4. System according to one of the preceding claims, characterized in that the gas sensor is a mass sensitive gas sensor (13; 24, 25; 35, 36; 42; 64; 74a, 74b; 84; 97), in particular a sensor comprising a quartz crystal microbalance, a surface acoustic wave device or a chemically sensitive field effect transistor.

5. System according to one of the preceding claims, characterized in that it comprises at least one reference sensor (25) for said sensor (13; 24; 35, 36; 42; 64; 74a, 74b; 84; 97), said reference sensor (25) and said sensor (13; 24; 35, 36; 42; 64; 74a, 74b; 84; 97) comprising respective gas sensitive structures (23; 103) being isolated from each other.

6. System according to claim 5, characterized in that said reference sensor (25) and said sensor (13; 24; 35, 36; 42; 64; 74a, 74b; 84; 97) are in contact for temperature exchange.

7. System according to one of the preceding claims, characterized in that it comprises a closed or tight housing (12; 33; 43), in particular a battery housing in which a gas sensor (13; 24, 25; 35, 36; 42; 64; 74a, 74b; 84; 97) is arranged.

8. System according to claim 7, characterized in that it comprises a further closed or tight housing (12; 33; 43) in which a further gas sensor (13; 24, 25; 35, 36; 42; 64; 74a, 74b; 84; 97) is arranged.

9. System according to claim 8, characterized in that one sensor (13; 24, 25; 35, 36; 42; 64; 74a, 74b; 84; 97) arranged in said housing (12; 33; 43) is a reference sensor for the gas sensor (13; 24, 25; 35, 36; 42; 64; 74a, 74b; 84; 97) in said further housing (12; 33; 43).

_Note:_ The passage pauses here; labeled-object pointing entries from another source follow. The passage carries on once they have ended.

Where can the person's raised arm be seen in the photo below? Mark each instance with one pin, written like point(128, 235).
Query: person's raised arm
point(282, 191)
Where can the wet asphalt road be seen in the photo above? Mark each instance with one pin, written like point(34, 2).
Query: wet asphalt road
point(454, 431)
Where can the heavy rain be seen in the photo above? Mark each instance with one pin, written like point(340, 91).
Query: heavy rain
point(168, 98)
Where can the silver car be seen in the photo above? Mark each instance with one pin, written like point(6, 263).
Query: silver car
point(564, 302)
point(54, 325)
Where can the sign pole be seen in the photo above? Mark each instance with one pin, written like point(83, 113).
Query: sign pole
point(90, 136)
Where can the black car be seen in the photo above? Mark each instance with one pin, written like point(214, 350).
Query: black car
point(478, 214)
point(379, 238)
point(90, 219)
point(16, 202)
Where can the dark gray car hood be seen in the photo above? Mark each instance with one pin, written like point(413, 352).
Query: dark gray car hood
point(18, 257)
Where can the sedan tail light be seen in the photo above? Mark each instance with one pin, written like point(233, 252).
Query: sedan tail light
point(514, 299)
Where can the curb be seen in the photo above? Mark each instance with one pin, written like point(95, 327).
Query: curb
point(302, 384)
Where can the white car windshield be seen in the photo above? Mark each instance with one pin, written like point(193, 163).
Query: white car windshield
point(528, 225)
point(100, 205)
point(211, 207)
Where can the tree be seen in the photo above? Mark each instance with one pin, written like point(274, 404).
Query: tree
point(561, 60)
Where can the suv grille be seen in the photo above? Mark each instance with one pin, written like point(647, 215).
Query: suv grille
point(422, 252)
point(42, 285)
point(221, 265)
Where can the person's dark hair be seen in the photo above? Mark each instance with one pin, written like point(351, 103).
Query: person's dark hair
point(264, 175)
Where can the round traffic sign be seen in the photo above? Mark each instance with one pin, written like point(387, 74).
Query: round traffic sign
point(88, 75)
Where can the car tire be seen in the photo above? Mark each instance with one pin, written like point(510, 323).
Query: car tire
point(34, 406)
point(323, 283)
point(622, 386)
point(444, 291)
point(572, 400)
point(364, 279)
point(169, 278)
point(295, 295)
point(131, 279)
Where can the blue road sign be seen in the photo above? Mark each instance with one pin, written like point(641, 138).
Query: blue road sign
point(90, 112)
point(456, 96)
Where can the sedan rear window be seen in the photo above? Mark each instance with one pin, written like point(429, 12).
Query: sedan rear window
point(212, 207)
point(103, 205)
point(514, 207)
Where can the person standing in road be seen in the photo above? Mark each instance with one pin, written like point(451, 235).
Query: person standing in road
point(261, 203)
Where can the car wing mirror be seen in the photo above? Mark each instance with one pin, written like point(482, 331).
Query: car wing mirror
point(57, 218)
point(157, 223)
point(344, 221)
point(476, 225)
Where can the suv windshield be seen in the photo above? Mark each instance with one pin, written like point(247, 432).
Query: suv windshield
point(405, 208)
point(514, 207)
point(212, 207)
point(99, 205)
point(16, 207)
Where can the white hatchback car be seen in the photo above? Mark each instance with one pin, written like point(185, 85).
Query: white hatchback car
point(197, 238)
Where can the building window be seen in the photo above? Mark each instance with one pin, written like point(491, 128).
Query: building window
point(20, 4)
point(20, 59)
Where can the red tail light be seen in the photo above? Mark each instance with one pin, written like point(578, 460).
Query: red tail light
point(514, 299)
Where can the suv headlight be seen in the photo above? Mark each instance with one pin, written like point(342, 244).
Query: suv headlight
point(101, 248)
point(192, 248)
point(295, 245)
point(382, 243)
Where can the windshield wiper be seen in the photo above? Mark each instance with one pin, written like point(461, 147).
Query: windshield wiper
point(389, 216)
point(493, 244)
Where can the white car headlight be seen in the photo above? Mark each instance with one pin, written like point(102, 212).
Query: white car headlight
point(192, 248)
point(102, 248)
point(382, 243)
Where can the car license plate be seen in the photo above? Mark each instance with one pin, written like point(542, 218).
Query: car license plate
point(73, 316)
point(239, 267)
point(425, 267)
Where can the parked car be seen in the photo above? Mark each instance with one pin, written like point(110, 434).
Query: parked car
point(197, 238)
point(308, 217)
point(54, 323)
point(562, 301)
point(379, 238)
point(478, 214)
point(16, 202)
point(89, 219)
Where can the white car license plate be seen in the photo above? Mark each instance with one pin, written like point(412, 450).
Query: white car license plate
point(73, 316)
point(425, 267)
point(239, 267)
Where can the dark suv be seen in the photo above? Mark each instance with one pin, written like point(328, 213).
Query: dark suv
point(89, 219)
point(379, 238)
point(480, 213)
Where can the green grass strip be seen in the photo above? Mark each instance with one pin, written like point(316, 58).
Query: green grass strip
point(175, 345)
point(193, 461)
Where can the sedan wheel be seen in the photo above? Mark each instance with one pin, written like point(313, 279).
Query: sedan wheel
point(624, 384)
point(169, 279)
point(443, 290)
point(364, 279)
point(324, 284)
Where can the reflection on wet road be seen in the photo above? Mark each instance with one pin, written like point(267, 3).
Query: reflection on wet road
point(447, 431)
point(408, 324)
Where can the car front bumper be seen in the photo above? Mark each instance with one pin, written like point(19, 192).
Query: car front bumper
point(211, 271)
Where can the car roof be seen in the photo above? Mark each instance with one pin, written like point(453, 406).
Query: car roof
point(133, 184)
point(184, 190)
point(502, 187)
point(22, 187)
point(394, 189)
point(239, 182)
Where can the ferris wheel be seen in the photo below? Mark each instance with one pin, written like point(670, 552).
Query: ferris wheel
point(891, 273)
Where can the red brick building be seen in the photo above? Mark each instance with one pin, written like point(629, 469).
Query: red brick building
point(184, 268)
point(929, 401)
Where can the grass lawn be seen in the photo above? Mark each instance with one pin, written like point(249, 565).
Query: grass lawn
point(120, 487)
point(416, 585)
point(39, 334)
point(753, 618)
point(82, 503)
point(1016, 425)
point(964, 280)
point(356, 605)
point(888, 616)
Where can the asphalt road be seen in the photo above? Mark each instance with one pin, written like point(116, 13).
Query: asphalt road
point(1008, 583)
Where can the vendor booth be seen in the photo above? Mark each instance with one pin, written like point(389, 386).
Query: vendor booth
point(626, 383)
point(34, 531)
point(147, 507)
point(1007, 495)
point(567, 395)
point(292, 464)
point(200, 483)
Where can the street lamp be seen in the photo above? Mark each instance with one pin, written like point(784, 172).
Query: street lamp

10. System according to one of the preceding claims, characterized in that it comprises a funnel (52; 62; 72; 82) for collecting volatile chemicals from a defective battery (11; 34; 41; 51; 61; 71; 81; 92), a sensor chamber housing said sensor (13; 24, 25; 35, 36; 42; 64; 74a, 74b; 84; 97), a pump (53; 65; 75; 94) for pumping air to and/or drawing air past said sensor (13; 24, 25; 35, 36; 42; 64; 74a, 74b; 84; 97), and/or a pre-concentrator unit (63; 73; 83; 95) connected to each other.

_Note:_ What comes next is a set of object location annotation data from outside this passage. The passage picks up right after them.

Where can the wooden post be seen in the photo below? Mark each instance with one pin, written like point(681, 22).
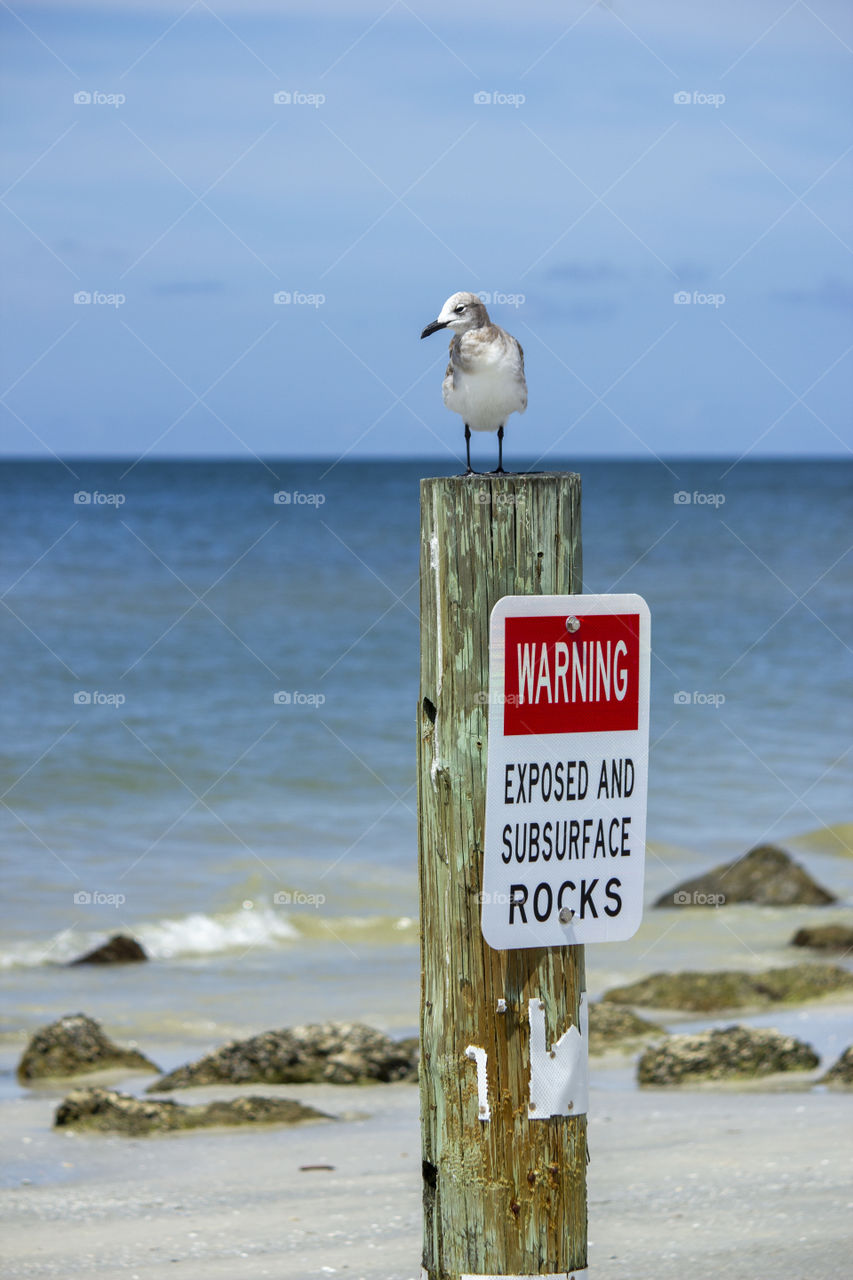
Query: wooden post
point(505, 1194)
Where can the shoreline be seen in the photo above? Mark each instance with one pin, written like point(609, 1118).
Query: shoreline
point(742, 1184)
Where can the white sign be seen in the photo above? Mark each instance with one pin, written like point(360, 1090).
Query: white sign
point(568, 767)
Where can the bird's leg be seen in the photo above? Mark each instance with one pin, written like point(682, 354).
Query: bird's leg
point(500, 470)
point(470, 470)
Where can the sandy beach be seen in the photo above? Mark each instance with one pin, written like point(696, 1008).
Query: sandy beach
point(744, 1184)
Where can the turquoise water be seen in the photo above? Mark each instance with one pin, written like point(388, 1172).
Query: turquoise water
point(183, 796)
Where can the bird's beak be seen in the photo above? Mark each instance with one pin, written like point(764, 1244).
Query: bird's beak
point(433, 328)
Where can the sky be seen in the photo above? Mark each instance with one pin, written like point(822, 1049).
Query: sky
point(265, 202)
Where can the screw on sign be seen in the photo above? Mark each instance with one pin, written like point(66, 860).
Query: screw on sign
point(565, 808)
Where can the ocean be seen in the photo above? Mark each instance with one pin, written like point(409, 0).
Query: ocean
point(209, 691)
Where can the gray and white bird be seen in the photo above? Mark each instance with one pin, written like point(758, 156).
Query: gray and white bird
point(484, 380)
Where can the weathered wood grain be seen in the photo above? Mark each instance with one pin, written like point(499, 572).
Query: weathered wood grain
point(505, 1196)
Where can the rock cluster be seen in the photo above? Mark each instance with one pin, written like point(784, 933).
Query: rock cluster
point(110, 1111)
point(611, 1025)
point(726, 1051)
point(73, 1045)
point(329, 1052)
point(766, 874)
point(710, 992)
point(119, 949)
point(825, 937)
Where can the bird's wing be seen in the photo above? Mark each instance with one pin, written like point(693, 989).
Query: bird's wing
point(521, 378)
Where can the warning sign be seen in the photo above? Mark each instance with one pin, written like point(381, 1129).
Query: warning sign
point(568, 764)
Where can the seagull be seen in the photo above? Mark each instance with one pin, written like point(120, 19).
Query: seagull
point(484, 380)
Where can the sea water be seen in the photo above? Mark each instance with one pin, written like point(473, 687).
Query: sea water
point(209, 691)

11. System according to one of the preceding claims characterized in that it comprises a means for conveying batteries (11; 34; 41; 51; 61; 71; 81; 92) to and from a test location provided in the system and/or a means for automatically sorting out defective batteries (11; 34; 41; 51; 61; 71; 81; 92).

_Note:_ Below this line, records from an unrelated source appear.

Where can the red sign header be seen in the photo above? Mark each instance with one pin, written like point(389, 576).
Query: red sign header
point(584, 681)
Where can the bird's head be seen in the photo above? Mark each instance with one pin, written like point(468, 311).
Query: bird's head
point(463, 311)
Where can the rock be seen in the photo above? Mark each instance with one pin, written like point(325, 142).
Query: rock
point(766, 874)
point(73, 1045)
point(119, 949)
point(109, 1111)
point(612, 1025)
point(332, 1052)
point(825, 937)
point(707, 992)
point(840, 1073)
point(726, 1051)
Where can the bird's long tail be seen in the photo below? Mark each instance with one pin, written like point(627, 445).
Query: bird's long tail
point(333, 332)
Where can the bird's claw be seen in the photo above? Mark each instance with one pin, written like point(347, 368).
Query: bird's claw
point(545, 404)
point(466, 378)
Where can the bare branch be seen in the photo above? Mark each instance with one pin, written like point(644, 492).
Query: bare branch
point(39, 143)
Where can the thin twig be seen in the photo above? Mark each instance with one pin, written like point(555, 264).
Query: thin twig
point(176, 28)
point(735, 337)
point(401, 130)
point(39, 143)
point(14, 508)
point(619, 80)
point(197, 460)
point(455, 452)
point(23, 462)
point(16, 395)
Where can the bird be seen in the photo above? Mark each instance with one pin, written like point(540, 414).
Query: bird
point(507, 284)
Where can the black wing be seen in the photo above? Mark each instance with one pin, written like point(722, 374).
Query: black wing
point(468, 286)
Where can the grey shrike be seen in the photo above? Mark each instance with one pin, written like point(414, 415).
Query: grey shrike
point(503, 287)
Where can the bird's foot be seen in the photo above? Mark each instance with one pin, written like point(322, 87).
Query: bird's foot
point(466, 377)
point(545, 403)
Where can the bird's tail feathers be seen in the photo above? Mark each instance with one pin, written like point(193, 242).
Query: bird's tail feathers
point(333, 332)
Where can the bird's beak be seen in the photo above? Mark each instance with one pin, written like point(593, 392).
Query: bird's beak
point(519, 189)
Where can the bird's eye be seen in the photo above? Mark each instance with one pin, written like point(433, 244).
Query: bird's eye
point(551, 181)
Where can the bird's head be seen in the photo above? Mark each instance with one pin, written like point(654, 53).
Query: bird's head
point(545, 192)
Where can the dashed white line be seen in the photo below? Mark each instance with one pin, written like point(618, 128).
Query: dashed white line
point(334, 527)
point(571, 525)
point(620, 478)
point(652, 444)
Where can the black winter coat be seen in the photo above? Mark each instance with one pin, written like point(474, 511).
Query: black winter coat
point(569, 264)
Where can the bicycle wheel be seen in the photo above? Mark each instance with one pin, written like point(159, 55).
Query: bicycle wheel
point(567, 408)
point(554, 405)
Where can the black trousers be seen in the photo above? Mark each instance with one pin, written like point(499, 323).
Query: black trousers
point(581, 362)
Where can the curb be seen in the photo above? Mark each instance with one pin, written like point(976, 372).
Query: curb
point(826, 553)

12. Electrical equipment comprising a system according to one of claims 1 to 11.

13. Method for detecting a leakage of a battery (11; 34; 41; 51; 61; 71; 81; 92) comprising the steps of: providing a gas sensor (13; 24, 25; 35, 36; 42; 64; 74a, 74b; 84; 97) having a gas sensitive nanoparticle structure (23; 103) close to a battery (11; 34; 41; 51; 61; 71; 81; 92);detecting analyte induced changes of the electrical conductance, capacitance, inductance, dielectric permittivity, polarization, impedance, heat capacity or temperature in said gas sensor (13; 24, 25; 35, 36; 42; 64; 74a, 74b; 84; 97) indicating a defective battery (11; 34; 41; 51; 61; 71; 81; 92).

14. Method according to claim 13, characterized by the further steps of: providing a pre-concentrator unit (63; 73; 83; 95) in front of said gas sensor (13; 24, 25; 35, 36; 42; 64; 74a, 74b; 84; 97);bringing volatile chemicals from a defective battery (11; 34; 41; 51; 61; 71; 81; 92) in contact with said pre-concentrator unit (63; 73; 83; 95);applying a heat pulse to said pre-concentrator unit (63; 73; 83; 95) for desorbing volatile chemical compounds adsorbed to said pre-concentrator unit (63; 73; 83; 95);bringing said desorbed volatile chemical compounds in contact with said gas sensor (13; 24, 25; 35, 36; 42; 64; 74a, 74b; 84; 97).

15. Method according to claim 13 or 14, characterized by the further step of triggering an optical, acoustical and/or data signal in case an analyte induced change of the electrical conductance, capacitance, inductance, dielectric permittivity, polarization, impedance, heat capacity or temperature in said gas sensor (13; 24, 25; 35, 36; 42; 64; 74a, 74b; 84; 97) is detected.

16. Method according to one of preceding claims, characterized by the further step of automatically sorting out said defective battery (11; 34; 41; 51; 61; 71; 81; 92).